Carrie Mae Weems (1953-) : une œuvre synonyme d’engagement et de dénonciation
Carrie Mae Weems est une photographe afro-féministe née à Portland dont l’influence aux États-Unis est incontestable. Sa force réside dans la composition de son travail ainsi que dans sa maîtrise parfaite du noir & blanc.
Elle est une artiste particulièrement engagée dont le travail est un vecteur de questionnement et de dénonciation. Elle y aborde les questions du racisme, des rapports de domination, de l’identité et du genre du point de vue militant.
Elle s’intéresse initialement au théâtre de rue et à la danse, ce qui la mène à l’Université de Californie à San Diego où elle étudie la danse moderne. Pendant cette période, elle se voit offrir un appareil photo avec lequel elle explorera toutes les possibilités que lui offre la photographie. C’est avec ce même appareil qu’elle débute sa célèbre série Kitchen Table.
Dans cette dernière, elle conserve le même lieu – sa cuisine -, la même lumière – une lampe au plafond, et le même angle – les clichés sont pris du bout de la table. En choisissant ce décor, elle dénonce le fait que les espaces soient initialement conçus pour les hommes, ce qui a pour conséquence d’assigner les femmes à des lieux restreints, tels que la cuisine. Ce phénomène se renforçant en temps de crise. Une tension émane de toutes les photographies de cette série, les personnages sont puissants et la composition impeccable.
Entre 1981 et 1982, Carrie Mae Weems se plonge dans sa première série : Family Pictures and Stories.
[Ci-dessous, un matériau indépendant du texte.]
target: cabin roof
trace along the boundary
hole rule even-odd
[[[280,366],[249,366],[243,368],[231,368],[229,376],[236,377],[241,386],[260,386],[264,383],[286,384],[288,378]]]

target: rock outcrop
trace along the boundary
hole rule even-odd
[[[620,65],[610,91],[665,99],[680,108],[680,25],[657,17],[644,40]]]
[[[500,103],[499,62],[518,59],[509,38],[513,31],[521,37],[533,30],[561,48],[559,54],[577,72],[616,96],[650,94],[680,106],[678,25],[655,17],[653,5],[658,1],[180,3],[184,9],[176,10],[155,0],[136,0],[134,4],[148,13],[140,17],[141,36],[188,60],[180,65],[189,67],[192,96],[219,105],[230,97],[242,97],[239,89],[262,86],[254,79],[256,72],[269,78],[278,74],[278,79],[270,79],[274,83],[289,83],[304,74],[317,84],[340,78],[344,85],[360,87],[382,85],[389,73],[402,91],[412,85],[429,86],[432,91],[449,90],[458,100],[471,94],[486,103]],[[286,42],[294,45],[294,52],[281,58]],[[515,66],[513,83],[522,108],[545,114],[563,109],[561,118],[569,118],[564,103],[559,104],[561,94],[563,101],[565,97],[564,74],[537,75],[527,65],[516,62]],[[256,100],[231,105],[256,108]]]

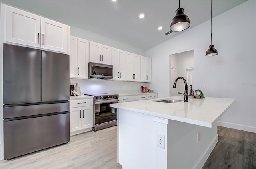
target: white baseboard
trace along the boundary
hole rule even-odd
[[[218,140],[218,135],[217,134],[216,136],[215,136],[215,138],[212,140],[212,142],[208,146],[208,147],[206,151],[205,151],[205,153],[204,153],[204,154],[202,155],[198,161],[198,162],[193,167],[193,169],[197,169],[202,168],[207,160],[207,159],[210,156],[210,154],[211,154],[213,149],[214,148],[215,145],[216,145]]]
[[[255,127],[242,125],[235,123],[229,123],[228,122],[221,122],[220,121],[218,122],[218,125],[222,127],[234,128],[234,129],[256,133],[256,127]]]

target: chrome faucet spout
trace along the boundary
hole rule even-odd
[[[174,88],[176,88],[176,84],[177,83],[177,81],[180,79],[181,79],[183,80],[183,81],[184,81],[184,83],[185,83],[185,91],[184,92],[184,93],[179,92],[178,92],[178,93],[184,95],[184,101],[188,102],[188,85],[187,85],[187,81],[186,81],[185,78],[183,77],[177,77],[174,81],[174,84],[173,84],[173,87]]]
Cette série est d’une part le fruit de l’intérêt de l’artiste pour la culture noire ; et d’autre part une réponse au rapport Moynihan, publié par le gouvernement américain en 1965, selon lequel les problèmes rencontrés par la communauté noire seraient dus à la nature matriarcale de ses foyers ainsi qu’à leur instabilité.
À propos de ces deux dernières séries, l’artiste écrit : “I use my own constructed image as a vehicle for questioning ideas about the role of tradition, the nature of family, monogamy, polygamy, relationships between men and women, between women and their children, and between women and other women—underscoring the critical problems and the possible resolves.”
Son œuvre complexe s’articule autour d’installations mêlant photographies, textes, légendes, vidéos et enregistrements audio. Dans From Here I Saw What Happened and I Cried (1995-1996), elle associe images et textes. À travers cette série puissante, elle démontre à quel point la photographie joue un rôle essentiel dans le modelage du racisme et des stéréotypes. En somme, elle met en lumière le pouvoir de l’image. Carrie Mae Weems a rassemblé des photographies d’esclaves datant du XIXe et du début du XXe siècle afin de leur donner une voix, à ces personnes qui n’en ont pas eu de leur vivant. En associant des mots à ces images réimprimées dans les tons de rouge, elle tente de rendre leur humanité aux sujets et de remettre en question la façon dont l’image des afro-américains à été construite aux États-Unis.
Sa notoriété lui a valu des expositions dans les plus grands musées tels que le Metropolitan Museum of Art, le Frist Center for the Visual Arts ou encore le Solomon Guggenheim Museum à New York. Elle fut également lauréate du Prix MacArthur en 2013. Holland Cotter, critique d’art et lauréat du prix Pullitzer en 2009, écrivit la chose suivante dans le New York Times : “Ms. Weems is what she has always been, a superb image maker and a moral force, focused and irrepressible.”